RSAT is not evil.

Jun
16
2014

Here’s an email I got and my response. The names have been changed to protect the innocent.

Hi Jeremy,
Let me briefly introduce myself. I’m working as a system administrator in a public institution. I would say that I’m relatively new in the field (just 3 years). Recently I encountered a problem at my workplace that bothered me a lot. I was confused and therefore need some suggestions/advice. Maybe you can help to clear the confusion.

By the way, I also have a copy of your book, “Group Policy: Fundamentals, Security, and the Managed Desktop” and I like reading it. It’s very informative.

At my workplace, we have:

- One Domain Controller that running Server 2008.
- Our client environment consists of Windows 7 and Windows 8.

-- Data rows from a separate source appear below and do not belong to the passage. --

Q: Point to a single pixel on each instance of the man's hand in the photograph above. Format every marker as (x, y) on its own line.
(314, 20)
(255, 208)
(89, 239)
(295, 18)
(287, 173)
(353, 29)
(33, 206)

In order to manage the new features/setting in Windows 8 through GPMC, I decided to:

- Use Windows 8 Management Station with RSAT installed.
- I also created the Central Store with the ADMX for Win 8 and Server 2012.

Controlling the settings from Win 8 management station was working fine for me.

I didn’t have any problems with the group policy and the settings were applied to the client machines as planned.

However, my boss doesn’t agree with the use of a Windows 8 RSAT / Management Station.

According to him RSAT is compromising the security and defeating the purpose of the Domain Controller.

He argues:
-That RSAT doesn’t have a record of who logged in to the DC. He’s saying that when someone logs in to DC, either using Remote Desktop Connection or physically present in front of the server, DC authenticates and has a record.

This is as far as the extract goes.